More bums on seats in FY2018

Australia is very popular

Permanent and long term arrivals increased 4½ per cent in FY2018 to 808,480, up from 773,400 a year earlier.

That's a record high.

Tourism boom now slowing

2018 was also a record financial year for tourism and short-term visitors.

There was another solid 5.6 per cent in visitors to New South Wales, to 3.44 million.

Queensland also saw an apparently strong 6.2 per cent increase to 1.97 million.

Being up at Noosa today - and sharing luncheon with Queensland-born Mr. Michael Pascoe, no less - I'm duty bound to say that this is because the Sunshine State is beautiful one day and perfect the next.

In truth, though, this should be seen as a somewhat disappointing result for Queensland given that Gold Coast played host to Commonwealth Games XXI in 2018.

Report card: could do better. 

Wall of China

There's been some debate as to whether the multi-decade boom in Chinese visitors to Australia is slowing or not. 

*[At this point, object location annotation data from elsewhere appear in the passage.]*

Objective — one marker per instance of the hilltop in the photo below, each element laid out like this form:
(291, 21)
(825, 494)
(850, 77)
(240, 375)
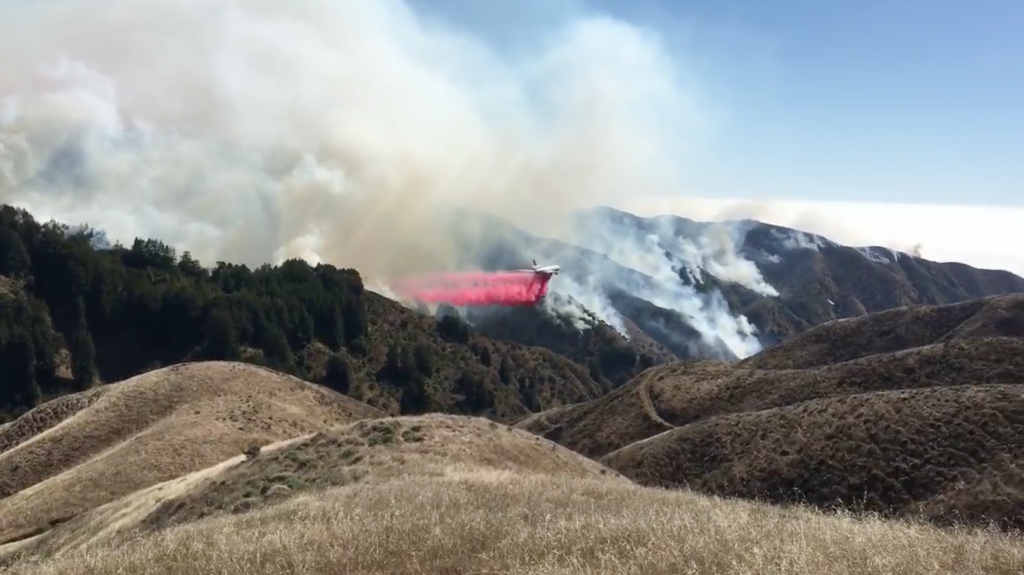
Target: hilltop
(88, 448)
(920, 421)
(681, 289)
(456, 494)
(76, 314)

It's impossible to say from looking at month to month numbers - there have been apparent slowdowns many times before over the years - but there was a 12 per cent increase over the financial year, from 1.28 million to 1.44 million. 

Indian visitors increased by a much faster 20 per cent over the financial year, albeit from a much lower base. 

Viewed in that context, it's less surprising that over the financial year by far the greatest percentage annual increases in visitors were seen in Tasmania (36 per cent) and the Australian Capital Territory (27 per cent). 

Tasmania was ahead of the curve in recognising the Asian Century opportunity and playing its tourism card accordingly, something that Queensland and other states should learn from. 

Small wonder, too, that Hobart and Canberra have been among the strongest housing markets.

South Australia also saw an impressive 14 per cent increase in visitors. 

On the other side of the ledger, there was a sharp 14 per cent drop in visitors to the Northern Territory.